Introduction

Emerged in Wuhan, China in December 2019, COVID-19 has quickly spread to other provinces of China, and to 170 other countries and areas across six continents. As of March 24, 372,757 cases and 16,231 deaths has been confirmed, making COVID-19 a formidable threat to global health1. Despite the high mortality rate of 4.2% worldwide, around 85% of patients infected with SAR-CoV-2 developed non-severe disease, as recently reported by two large epidemiological studies2,3. These patients appeared to have a better clinical outcome compared to those with severe disease2. However, the accumulating cases, together with limited availability of hospital beds still resulted in a run on medical resources in China and several other countries.

Upon supportive and anti-viral treatments, most of the patients with non-severe disease achieved clinical cure, as demonstrated by attenuated symptoms, as well as improved laboratory and imaging findings2,4. However, pathogenic cure in terms of viral RNA-conversion, had to be reached before patients being discharged from hospitals for the purpose of disease control, at least in China.
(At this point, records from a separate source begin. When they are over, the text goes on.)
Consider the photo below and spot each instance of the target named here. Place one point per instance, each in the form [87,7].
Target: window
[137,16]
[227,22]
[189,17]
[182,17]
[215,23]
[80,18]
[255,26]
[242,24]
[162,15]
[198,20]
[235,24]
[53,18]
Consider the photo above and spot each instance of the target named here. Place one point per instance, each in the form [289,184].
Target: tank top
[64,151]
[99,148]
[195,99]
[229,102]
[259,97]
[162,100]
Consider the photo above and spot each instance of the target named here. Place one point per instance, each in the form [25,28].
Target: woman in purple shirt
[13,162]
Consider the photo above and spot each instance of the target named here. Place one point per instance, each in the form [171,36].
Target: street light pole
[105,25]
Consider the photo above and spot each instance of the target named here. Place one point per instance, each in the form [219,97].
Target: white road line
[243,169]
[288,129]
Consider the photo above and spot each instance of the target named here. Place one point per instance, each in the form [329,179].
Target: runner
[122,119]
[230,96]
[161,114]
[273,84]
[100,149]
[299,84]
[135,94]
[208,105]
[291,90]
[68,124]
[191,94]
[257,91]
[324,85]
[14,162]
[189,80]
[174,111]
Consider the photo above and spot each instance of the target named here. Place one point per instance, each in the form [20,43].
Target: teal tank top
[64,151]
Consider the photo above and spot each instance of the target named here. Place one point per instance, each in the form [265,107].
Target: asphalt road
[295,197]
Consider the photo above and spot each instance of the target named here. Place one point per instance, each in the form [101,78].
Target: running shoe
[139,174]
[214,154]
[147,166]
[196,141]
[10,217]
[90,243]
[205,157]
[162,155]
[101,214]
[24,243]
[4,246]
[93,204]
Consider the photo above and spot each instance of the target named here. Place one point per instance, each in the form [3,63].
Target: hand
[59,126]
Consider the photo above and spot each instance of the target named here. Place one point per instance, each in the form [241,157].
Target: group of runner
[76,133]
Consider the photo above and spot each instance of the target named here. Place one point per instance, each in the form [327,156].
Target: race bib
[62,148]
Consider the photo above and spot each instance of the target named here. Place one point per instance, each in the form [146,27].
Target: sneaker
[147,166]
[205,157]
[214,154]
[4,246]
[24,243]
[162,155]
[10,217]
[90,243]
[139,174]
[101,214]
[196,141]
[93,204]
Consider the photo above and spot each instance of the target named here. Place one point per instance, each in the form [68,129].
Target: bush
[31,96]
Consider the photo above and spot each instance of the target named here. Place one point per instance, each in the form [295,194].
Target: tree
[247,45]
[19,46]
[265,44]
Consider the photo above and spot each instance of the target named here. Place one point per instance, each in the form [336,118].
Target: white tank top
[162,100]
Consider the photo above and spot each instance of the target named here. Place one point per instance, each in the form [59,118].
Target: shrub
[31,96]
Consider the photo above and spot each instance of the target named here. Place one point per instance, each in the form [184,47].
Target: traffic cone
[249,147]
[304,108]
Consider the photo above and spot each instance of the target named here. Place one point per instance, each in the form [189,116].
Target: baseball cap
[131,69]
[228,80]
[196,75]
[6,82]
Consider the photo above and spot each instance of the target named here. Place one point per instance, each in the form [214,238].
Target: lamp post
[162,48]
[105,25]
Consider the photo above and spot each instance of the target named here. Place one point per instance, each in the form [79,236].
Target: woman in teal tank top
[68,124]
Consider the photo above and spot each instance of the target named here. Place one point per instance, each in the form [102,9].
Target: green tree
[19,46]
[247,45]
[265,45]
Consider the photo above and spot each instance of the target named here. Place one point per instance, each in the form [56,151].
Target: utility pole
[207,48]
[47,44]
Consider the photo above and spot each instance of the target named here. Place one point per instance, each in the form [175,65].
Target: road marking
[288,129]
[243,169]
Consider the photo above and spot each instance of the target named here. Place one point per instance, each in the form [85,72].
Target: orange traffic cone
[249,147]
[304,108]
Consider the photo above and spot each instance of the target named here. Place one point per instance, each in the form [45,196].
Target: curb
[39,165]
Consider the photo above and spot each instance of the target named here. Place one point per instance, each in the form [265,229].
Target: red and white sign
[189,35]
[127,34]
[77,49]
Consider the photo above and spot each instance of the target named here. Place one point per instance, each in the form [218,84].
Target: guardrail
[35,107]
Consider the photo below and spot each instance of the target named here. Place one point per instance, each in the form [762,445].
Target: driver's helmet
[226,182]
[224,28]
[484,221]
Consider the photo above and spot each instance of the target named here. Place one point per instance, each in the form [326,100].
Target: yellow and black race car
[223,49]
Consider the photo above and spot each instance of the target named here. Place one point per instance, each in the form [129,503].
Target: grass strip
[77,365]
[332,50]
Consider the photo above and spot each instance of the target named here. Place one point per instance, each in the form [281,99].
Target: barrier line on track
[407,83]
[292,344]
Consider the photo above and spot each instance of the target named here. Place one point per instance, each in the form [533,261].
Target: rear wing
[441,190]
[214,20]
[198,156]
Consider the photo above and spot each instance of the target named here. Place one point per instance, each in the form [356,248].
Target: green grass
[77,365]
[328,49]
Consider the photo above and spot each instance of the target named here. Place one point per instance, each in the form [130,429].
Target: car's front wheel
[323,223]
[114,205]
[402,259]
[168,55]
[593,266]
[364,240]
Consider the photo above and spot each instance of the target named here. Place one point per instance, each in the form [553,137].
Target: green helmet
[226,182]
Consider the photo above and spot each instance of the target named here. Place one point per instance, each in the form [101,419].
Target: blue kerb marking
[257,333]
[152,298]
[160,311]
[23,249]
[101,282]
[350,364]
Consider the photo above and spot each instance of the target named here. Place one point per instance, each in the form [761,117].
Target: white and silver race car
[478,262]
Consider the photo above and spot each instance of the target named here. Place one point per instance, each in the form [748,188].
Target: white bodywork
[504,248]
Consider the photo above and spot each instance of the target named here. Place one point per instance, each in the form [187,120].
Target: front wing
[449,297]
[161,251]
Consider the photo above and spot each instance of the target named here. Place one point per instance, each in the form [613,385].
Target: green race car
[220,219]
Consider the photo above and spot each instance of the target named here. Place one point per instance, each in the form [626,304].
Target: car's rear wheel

The kinetics of viral shedding5,6, the possible presence of viral RNA in multiple sites7,8,9,10, sampling error and the technical limitations of RT-PCR sometimes led to a false testing result11,12, posing a great challenge to discharge management after obtaining clinical cure. In addition, a recent investigation reported that the median duration of viral shedding was 20 days after disease onset for patients infected with SARS-CoV-24. The fact that almost half of the patients remained positive for viral RNA 20 days post disease onset, together with the aforementioned limitations of viral RNA detection methods, suggest that other indicators should be used in combination with viral RNA test to achieve a better discharge management for non-severe COVID-19 patients, and to save limited hospital beds for those severe patients.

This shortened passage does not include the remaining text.